The search for missing persons in Bosnia and Herzegovina has seen significant achievements, but further results are urgently needed. Through the work of the six institutions represented and other partners, tens of thousands missing persons have been located. Too many families – of all places, ethnicities and affiliations – are still waiting for information of the fate of their loved ones and the closure that they deserve.
These six institutions underlined their commitment to tracing all missing persons from the conflict.
The Mechanism Office of the Prosecutor and ICRC are undertaking a joint project to support the BiH and regional institutions by comprehensively reviewing and analyzing all materials collected by the ICTY Office of the Prosecutor to identify further leads on the fate of those persons still missing today.
The BiH institutions are taking meaningful steps to strengthen their efforts. The PO BiH and SIPA have established dedicated missing persons and exhumations special units, which are expected to improve efficiency and results by centralizing efforts. The MPI will strengthen its analytical capacities to gather and make better use of available information, and has requested additional training for its staff to support this additional analytical focus.
The ICMP’s state-of-the-art laboratory facilities are now operating in The Hague and processing identification requests from BiH institutions. The ICMP will continue a presence in the region and provide the same services to the victims.

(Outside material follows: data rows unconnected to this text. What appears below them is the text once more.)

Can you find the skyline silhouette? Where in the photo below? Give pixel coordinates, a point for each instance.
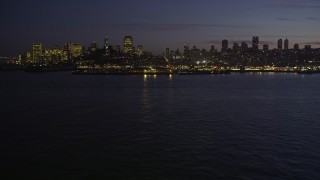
(158, 24)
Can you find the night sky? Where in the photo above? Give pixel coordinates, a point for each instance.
(157, 24)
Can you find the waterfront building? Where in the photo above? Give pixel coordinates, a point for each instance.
(36, 52)
(139, 51)
(265, 47)
(224, 45)
(286, 44)
(128, 44)
(255, 42)
(280, 44)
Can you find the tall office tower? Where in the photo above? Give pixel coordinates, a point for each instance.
(127, 44)
(74, 50)
(93, 46)
(265, 47)
(212, 49)
(255, 42)
(28, 56)
(307, 47)
(224, 45)
(244, 46)
(280, 44)
(139, 51)
(167, 52)
(286, 44)
(106, 43)
(186, 51)
(36, 52)
(235, 47)
(55, 55)
(118, 48)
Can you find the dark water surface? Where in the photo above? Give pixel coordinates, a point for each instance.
(238, 126)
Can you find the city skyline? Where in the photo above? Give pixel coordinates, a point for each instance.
(158, 25)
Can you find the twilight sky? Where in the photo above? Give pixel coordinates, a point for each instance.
(157, 24)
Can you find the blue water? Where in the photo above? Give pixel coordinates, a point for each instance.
(238, 126)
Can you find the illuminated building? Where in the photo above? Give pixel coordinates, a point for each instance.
(55, 56)
(74, 50)
(265, 47)
(186, 51)
(139, 51)
(255, 42)
(235, 47)
(128, 44)
(307, 47)
(212, 49)
(28, 57)
(93, 46)
(224, 45)
(280, 44)
(117, 48)
(106, 45)
(244, 46)
(167, 52)
(36, 52)
(286, 44)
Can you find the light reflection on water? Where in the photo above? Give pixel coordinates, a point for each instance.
(238, 126)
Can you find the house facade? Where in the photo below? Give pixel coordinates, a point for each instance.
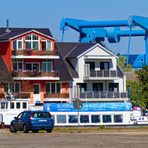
(32, 59)
(44, 70)
(96, 75)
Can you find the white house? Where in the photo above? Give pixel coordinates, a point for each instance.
(96, 75)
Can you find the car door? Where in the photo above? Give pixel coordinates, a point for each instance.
(19, 122)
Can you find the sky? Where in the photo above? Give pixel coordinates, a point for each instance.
(49, 13)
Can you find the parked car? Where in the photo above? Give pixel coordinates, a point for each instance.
(32, 121)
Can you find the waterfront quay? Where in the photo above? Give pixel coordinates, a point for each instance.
(78, 138)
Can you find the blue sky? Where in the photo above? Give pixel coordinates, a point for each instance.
(48, 13)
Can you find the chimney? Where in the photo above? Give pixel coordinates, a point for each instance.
(7, 26)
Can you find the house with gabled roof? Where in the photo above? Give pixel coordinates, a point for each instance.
(32, 58)
(95, 72)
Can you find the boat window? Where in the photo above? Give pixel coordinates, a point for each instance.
(95, 118)
(3, 105)
(12, 105)
(118, 118)
(24, 105)
(61, 119)
(73, 119)
(107, 118)
(84, 119)
(18, 105)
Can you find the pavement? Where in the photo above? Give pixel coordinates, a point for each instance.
(99, 139)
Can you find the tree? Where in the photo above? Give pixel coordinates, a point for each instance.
(122, 61)
(143, 78)
(136, 93)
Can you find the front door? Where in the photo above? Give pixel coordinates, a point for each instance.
(36, 93)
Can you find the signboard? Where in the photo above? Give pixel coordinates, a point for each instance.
(77, 104)
(88, 107)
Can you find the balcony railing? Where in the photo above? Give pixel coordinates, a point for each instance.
(31, 52)
(35, 74)
(22, 95)
(47, 95)
(101, 95)
(100, 74)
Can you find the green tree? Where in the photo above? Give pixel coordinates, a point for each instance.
(136, 93)
(122, 63)
(143, 78)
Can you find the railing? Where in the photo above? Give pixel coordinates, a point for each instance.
(22, 95)
(35, 74)
(102, 94)
(101, 73)
(27, 52)
(47, 95)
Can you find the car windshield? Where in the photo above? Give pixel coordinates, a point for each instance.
(41, 115)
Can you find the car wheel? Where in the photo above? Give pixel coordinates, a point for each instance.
(35, 131)
(49, 130)
(25, 129)
(12, 129)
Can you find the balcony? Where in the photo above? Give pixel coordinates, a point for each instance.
(102, 74)
(29, 75)
(103, 96)
(22, 95)
(29, 53)
(56, 98)
(47, 95)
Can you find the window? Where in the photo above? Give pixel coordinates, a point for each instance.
(53, 88)
(18, 105)
(84, 118)
(32, 42)
(114, 87)
(46, 45)
(118, 118)
(106, 118)
(104, 65)
(12, 105)
(91, 64)
(24, 105)
(36, 89)
(73, 119)
(83, 87)
(17, 44)
(29, 66)
(14, 45)
(17, 65)
(97, 86)
(95, 118)
(33, 67)
(47, 66)
(16, 87)
(61, 119)
(5, 87)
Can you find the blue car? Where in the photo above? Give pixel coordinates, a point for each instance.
(32, 121)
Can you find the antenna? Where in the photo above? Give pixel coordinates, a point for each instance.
(7, 26)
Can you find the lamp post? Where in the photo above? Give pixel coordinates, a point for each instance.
(77, 103)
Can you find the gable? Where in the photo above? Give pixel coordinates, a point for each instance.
(98, 51)
(32, 32)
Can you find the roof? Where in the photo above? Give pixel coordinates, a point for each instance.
(136, 60)
(5, 36)
(5, 76)
(70, 50)
(61, 66)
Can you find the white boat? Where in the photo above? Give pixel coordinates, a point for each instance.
(92, 114)
(12, 108)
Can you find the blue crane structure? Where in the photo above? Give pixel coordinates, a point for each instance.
(96, 31)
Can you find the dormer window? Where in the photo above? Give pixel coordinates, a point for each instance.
(46, 45)
(17, 44)
(32, 42)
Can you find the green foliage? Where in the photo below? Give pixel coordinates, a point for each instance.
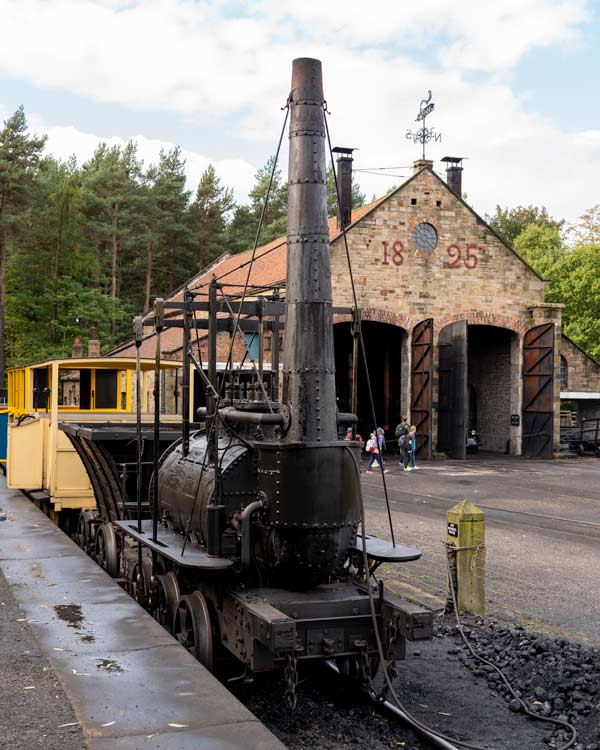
(509, 223)
(208, 217)
(575, 281)
(540, 246)
(573, 270)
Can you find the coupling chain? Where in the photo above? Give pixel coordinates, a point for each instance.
(290, 676)
(365, 668)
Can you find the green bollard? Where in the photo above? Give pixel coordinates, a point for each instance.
(465, 544)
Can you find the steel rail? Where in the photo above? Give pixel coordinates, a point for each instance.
(560, 519)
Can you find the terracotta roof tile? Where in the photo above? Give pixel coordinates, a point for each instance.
(269, 267)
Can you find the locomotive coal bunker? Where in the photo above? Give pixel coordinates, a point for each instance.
(255, 544)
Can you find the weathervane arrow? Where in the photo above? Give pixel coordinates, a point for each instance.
(424, 134)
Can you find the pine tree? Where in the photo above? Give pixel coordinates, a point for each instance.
(208, 216)
(19, 157)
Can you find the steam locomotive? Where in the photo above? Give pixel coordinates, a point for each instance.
(249, 536)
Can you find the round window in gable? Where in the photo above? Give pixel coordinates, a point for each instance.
(425, 237)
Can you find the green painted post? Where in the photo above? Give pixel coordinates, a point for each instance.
(465, 541)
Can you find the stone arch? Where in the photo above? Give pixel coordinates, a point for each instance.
(475, 317)
(376, 315)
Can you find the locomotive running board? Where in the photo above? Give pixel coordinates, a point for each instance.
(169, 545)
(380, 550)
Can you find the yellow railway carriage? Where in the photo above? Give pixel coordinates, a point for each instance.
(46, 397)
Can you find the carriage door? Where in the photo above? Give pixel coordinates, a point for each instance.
(538, 391)
(421, 384)
(452, 390)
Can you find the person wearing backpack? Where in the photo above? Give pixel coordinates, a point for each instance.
(373, 447)
(411, 449)
(402, 431)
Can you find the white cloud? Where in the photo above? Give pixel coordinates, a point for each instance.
(190, 57)
(66, 140)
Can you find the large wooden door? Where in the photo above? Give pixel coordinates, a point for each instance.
(421, 384)
(452, 390)
(538, 391)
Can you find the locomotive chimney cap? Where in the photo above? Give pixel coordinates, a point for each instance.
(454, 160)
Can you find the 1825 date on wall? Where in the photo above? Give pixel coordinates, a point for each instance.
(467, 255)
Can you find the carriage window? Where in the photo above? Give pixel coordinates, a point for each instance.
(106, 389)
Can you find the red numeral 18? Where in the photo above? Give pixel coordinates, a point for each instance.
(397, 257)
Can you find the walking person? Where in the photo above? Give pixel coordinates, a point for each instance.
(411, 449)
(374, 444)
(401, 433)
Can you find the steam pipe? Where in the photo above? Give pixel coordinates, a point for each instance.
(246, 524)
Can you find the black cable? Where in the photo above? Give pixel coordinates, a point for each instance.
(421, 725)
(483, 660)
(360, 335)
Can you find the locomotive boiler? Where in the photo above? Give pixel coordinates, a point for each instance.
(250, 541)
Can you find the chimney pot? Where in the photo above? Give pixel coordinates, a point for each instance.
(94, 344)
(344, 181)
(420, 164)
(454, 173)
(77, 352)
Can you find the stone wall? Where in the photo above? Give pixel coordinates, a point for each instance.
(470, 270)
(584, 372)
(490, 377)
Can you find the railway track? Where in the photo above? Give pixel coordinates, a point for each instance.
(562, 524)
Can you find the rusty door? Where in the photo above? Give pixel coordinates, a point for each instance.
(452, 391)
(538, 391)
(421, 384)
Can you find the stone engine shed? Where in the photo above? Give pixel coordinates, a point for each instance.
(457, 332)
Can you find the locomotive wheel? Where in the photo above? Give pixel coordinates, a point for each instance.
(193, 627)
(107, 550)
(81, 535)
(168, 599)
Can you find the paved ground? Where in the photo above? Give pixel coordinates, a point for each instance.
(127, 682)
(542, 534)
(34, 710)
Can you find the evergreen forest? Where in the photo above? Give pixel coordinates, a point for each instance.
(92, 244)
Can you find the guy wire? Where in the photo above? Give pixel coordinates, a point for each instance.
(360, 333)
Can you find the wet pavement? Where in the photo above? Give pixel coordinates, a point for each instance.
(542, 535)
(130, 685)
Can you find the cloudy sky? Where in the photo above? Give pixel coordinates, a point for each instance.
(514, 85)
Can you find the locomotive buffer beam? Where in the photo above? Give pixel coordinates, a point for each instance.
(263, 626)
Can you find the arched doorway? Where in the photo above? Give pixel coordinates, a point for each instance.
(385, 346)
(478, 387)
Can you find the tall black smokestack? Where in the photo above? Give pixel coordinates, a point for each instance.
(344, 182)
(308, 359)
(454, 173)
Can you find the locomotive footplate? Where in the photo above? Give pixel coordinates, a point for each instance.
(170, 545)
(262, 626)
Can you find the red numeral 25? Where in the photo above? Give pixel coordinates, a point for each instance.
(397, 257)
(470, 260)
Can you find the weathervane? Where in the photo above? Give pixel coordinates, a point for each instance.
(424, 134)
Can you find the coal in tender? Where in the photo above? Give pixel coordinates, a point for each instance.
(554, 677)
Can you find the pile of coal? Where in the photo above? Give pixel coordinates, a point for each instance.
(554, 677)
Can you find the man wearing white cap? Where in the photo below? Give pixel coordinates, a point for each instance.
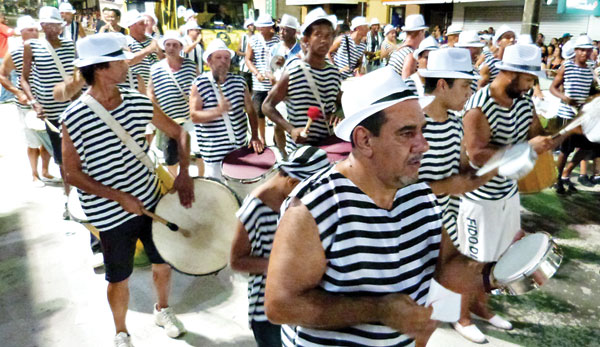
(258, 59)
(310, 82)
(169, 86)
(105, 188)
(402, 60)
(362, 239)
(221, 107)
(72, 30)
(348, 49)
(500, 114)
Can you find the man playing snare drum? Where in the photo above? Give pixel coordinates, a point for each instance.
(114, 185)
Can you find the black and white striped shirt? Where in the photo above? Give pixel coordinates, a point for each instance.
(301, 96)
(341, 56)
(262, 60)
(442, 160)
(108, 161)
(169, 97)
(577, 82)
(260, 221)
(45, 75)
(142, 68)
(507, 126)
(212, 136)
(370, 251)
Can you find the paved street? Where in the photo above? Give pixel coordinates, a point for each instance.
(50, 295)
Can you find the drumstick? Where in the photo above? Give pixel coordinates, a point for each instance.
(170, 225)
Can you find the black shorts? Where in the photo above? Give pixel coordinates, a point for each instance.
(55, 141)
(118, 247)
(258, 97)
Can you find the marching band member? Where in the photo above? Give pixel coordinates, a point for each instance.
(217, 103)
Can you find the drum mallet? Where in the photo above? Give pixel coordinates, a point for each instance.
(170, 225)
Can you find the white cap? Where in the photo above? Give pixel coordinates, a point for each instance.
(449, 63)
(414, 22)
(369, 94)
(523, 59)
(214, 46)
(49, 14)
(289, 22)
(66, 7)
(101, 48)
(358, 21)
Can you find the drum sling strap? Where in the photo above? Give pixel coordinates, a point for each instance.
(165, 179)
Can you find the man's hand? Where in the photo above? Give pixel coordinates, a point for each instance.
(184, 185)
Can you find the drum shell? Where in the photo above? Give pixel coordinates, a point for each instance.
(542, 176)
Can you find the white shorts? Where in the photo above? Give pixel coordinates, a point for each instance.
(487, 227)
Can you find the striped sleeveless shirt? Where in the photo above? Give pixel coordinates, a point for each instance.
(508, 126)
(577, 82)
(341, 56)
(212, 136)
(262, 60)
(300, 97)
(45, 75)
(107, 160)
(260, 222)
(169, 97)
(370, 251)
(442, 160)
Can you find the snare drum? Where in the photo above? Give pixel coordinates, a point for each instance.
(527, 264)
(211, 221)
(243, 169)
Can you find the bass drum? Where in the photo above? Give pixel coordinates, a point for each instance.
(211, 221)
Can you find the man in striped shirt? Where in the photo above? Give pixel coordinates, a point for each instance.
(362, 240)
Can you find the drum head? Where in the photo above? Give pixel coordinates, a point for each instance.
(212, 222)
(521, 258)
(245, 164)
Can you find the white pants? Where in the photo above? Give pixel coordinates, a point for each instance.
(486, 228)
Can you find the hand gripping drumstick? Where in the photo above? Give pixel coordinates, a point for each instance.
(172, 226)
(313, 114)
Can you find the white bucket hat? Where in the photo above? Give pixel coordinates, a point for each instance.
(100, 48)
(264, 21)
(449, 63)
(214, 46)
(454, 29)
(131, 17)
(170, 35)
(66, 7)
(429, 44)
(469, 38)
(289, 22)
(318, 14)
(414, 22)
(523, 59)
(583, 42)
(49, 14)
(358, 21)
(369, 94)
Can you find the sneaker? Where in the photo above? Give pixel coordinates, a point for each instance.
(166, 318)
(470, 332)
(123, 340)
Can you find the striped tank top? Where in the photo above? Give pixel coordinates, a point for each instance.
(260, 222)
(370, 251)
(442, 160)
(508, 126)
(300, 97)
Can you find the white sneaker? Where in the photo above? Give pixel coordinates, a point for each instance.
(123, 340)
(166, 318)
(470, 332)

All participants expressed their deepest appreciation to partners who support this important work by providing financial support and capacity-building, particularly the European Union. It is clear that investments made to-date have led to concrete results. Strengthening financial, diplomatic and other support will be an important component of ensuring continued achievements in the coming years.
Regarding challenges, participants agreed that it is critical that all those who have any information about the fate of missing persons must come forward. The families of the missing deserve nothing less.
All institutions underscored that the search for missing persons is a humanitarian imperative that is carried out impartially and independently. It should be free from politicization, and fully supported by all civic, governmental and political bodies.
In conclusion, participants agreed that the continued partnership between international and national bodies is critical to resolving the fates of persons still missing today, and are determined to continue and strengthen that cooperation.